Do you have a Winco near? Great prices, Good product, no membership....James


----------



## unregistered29228 (Jan 9, 2008)

where I want to said:


> Does halal mean that the animal was killed while a Muslim said prayers over it? Does that mean that only Muslims can be butchers for Costco meats?
> At least I thought it was like Kosher butchering..................


Yes, that's what it means. The slaughterer must be Muslim, he must be facing Mecca, and he says "Allah Akbar" as he kills the animal. The lamb comes from Australia, I think, but it's killed in a "halal" butchering house and shipped to Costco. As far as I know it doesn't apply to beef, seafood or chicken at Costco, and of course not to pork. 

It's different than meat being "Kosher" because Kosher means (I think) that an animal is killed cleanly by having their necks cut. The animal also has to be free from disease, growths or irregularities. There is no special prayer or dedication for Kosher meats. If there are any Jews reading this, feel free to correct me if I'm wrong.

As a Christian, eating Halal meat falls in the category of worshiping a false god. I have absolutely no problem with Costco selling halal foods, as long as non-halal foods are also offered. I love Costco meats, but I won't be buying halal meat.


----------



## used2bcool13 (Sep 24, 2007)

Wow,,, talk about not knowing what you are putting into your mouth. I have a costco membership and do use it regularly.

The milk, eggs, tomatoes and movie tickets are my favorite purchases.


----------



## Saffron (May 24, 2006)

Halal slaughterhouses are also not the cleanest of places. They have also been known to use dead animals - as in the animal was already dead, possibly laying on the ground, they didn't actually slaughter it themselves fresh.
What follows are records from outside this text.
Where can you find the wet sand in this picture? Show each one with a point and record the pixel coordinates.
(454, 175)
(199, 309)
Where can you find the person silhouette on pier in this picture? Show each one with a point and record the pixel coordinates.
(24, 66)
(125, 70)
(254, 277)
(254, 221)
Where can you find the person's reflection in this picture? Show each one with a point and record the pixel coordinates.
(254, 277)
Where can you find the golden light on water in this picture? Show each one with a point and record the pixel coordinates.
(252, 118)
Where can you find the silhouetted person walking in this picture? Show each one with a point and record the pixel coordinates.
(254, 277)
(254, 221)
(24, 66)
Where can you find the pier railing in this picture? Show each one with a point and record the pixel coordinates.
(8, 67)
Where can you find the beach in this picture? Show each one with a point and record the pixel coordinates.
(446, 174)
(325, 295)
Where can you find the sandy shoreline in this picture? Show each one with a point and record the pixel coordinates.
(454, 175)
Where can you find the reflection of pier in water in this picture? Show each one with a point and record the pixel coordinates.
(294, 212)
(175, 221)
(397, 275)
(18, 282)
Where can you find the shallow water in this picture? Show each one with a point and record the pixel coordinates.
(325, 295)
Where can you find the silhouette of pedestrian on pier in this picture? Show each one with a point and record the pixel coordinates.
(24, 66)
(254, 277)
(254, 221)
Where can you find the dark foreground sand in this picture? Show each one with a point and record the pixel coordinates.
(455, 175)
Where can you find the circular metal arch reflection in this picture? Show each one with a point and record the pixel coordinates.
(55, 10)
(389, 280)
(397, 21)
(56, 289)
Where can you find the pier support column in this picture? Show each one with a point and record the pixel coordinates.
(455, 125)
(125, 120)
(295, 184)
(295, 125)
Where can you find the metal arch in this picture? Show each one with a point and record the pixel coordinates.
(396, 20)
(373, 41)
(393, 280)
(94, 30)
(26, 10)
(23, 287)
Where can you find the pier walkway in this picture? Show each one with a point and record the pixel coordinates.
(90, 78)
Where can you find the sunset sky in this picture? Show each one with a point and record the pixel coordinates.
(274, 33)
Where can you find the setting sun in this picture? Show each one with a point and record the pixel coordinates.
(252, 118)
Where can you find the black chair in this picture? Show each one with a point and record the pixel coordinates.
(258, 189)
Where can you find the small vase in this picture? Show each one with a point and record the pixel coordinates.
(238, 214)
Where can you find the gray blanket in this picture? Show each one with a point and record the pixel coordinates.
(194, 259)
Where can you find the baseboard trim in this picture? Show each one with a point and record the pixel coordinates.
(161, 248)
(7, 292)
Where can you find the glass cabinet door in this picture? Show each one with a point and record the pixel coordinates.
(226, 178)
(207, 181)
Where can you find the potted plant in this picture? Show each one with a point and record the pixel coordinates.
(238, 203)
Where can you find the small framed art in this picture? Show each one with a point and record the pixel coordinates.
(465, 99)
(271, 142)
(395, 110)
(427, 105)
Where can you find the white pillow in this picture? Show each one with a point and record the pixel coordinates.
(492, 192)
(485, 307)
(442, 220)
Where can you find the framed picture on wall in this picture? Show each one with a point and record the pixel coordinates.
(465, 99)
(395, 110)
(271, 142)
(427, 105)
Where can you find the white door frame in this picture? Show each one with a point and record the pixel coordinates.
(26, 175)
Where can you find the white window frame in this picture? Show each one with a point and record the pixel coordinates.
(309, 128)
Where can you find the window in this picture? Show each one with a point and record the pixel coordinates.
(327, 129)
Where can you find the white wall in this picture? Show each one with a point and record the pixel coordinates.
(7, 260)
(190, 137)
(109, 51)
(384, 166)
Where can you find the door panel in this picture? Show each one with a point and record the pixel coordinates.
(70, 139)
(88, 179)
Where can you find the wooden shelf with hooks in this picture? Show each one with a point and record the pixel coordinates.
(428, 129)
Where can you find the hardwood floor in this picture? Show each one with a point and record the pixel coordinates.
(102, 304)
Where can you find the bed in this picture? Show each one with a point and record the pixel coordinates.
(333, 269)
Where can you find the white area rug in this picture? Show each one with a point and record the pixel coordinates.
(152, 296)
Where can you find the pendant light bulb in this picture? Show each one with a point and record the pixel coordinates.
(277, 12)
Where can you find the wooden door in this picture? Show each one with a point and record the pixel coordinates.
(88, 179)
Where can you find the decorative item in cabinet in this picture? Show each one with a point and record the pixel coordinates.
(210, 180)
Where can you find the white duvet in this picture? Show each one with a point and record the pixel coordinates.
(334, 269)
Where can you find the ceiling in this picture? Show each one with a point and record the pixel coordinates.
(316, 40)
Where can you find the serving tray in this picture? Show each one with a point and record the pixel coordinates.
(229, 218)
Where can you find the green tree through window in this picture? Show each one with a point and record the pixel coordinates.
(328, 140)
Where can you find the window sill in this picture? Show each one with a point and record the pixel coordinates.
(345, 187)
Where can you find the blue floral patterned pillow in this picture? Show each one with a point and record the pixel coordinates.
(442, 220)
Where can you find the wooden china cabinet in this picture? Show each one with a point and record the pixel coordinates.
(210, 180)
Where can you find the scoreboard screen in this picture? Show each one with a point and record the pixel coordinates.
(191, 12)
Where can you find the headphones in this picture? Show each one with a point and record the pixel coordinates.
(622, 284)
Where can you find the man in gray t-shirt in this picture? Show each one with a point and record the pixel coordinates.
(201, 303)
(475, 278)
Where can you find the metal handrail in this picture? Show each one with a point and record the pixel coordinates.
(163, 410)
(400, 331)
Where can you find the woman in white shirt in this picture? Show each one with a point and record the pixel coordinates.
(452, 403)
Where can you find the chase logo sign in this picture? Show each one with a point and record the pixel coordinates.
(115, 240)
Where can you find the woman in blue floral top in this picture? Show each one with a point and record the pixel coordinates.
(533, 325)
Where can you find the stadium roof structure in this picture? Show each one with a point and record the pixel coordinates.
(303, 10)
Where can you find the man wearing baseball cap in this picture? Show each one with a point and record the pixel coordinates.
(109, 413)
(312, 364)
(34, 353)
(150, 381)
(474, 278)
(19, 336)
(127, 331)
I won't knowingly eat that meat.


----------



## GAChickenGirl (Feb 3, 2012)

Mom_of_Four said:


> It's different than meat being "Kosher" because Kosher means (I think) that an animal is killed cleanly by having their necks cut. The animal also has to be free from disease, growths or irregularities. There is no special prayer or dedication for Kosher meats. If there are any Jews reading this, feel free to correct me if I'm wrong.


"Both communities require a prayer to be recited before an animal is slaughtered. The shochet (Jewish ritual slaughterer) says a prayer for a bunch of animals. Ideally, the Muslim (any adult Muslim can perform a slaughter) recites Bismillah Allahu Akbar (In the name of God, God is Great) over each animal, Dr. Regenstein said. The horizontal cut is the same in both religions."

So a prayer is said in both instances. Would that mean that eating Kosher certified is as evil and bad as Halal? Gotta think about that one...


----------



## Common Tator (Feb 19, 2008)

We have both memberships. There are things I like about both.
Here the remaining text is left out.